The Ghana Sociological and Antropological Association (GSAA) has called on governmental and non-governmental organisations to support religious and civil society organisations who are working to ensure that victims of witchcraft are given the necessary support and reintegrated into society.
In a statement issued by the GSAA following a national virtual seminar on Thursday, 24th September 2020, to deliberate on the theme: ‘Witchcraft Beliefs, Accusations and Associated Violence in Ghana: Sociological and Anthropological Perspectives’, the association made some recommendations to bring some immediate relief to persons labelled or accused of witchcraft.
The GSAA’s recommendations are also geared towards finding a lasting solution to what has become a “societal canker.”

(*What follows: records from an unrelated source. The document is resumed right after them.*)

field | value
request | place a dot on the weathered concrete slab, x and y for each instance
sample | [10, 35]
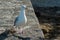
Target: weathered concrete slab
[10, 9]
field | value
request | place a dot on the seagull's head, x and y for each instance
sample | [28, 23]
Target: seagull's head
[23, 6]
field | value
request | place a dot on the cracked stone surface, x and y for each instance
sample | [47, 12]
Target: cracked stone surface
[9, 9]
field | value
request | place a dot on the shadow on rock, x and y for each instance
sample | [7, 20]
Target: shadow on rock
[22, 38]
[4, 35]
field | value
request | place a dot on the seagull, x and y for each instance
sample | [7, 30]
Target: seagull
[21, 19]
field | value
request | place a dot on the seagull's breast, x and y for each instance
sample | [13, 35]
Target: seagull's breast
[21, 20]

The Association noted that persons accused of witchcraft and living in witch camps and shelter homes have the right to return home.

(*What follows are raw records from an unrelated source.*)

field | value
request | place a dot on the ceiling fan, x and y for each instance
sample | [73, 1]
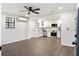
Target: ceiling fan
[30, 9]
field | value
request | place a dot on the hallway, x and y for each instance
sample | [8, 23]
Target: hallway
[44, 46]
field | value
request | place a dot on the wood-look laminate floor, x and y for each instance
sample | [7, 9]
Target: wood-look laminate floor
[37, 47]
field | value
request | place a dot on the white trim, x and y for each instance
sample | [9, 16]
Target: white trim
[68, 45]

It suggested that “the central and local governments, local companies, religious organisations, international organisations, bilateral and multilateral partners to support civil society and religious groups working to ensure that persons accused of witchcraft are supported to return to their communities and/or other preferred locations and establish themselves sustainably in their chosen locations.”

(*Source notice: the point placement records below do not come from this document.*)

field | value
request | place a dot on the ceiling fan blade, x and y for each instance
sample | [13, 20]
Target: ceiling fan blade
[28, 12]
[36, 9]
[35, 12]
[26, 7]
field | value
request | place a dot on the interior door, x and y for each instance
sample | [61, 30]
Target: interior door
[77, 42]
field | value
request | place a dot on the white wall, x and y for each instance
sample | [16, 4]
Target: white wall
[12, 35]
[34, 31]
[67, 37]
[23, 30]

It also recommended the provision of education and skills training for children in witch camps.
“The Ministry of Education, National Board for Small Scale Industries (NBSSI) and other government agencies should liaise with the appropriate agencies to ensure that children and other minors in witch camps in Ghana are supported to access education, health and skills training,” the GSAA noted.
The association further declared its readiness to “collaborate with central and local government agencies, local and international NGOs and CSOs, religious and traditional leaders and other groups in this endeavour to research into, explain, and demystify the complex phenomenon of witchcraft and work towards eliminating the abuses associated with witchcraft accusations in Ghana.”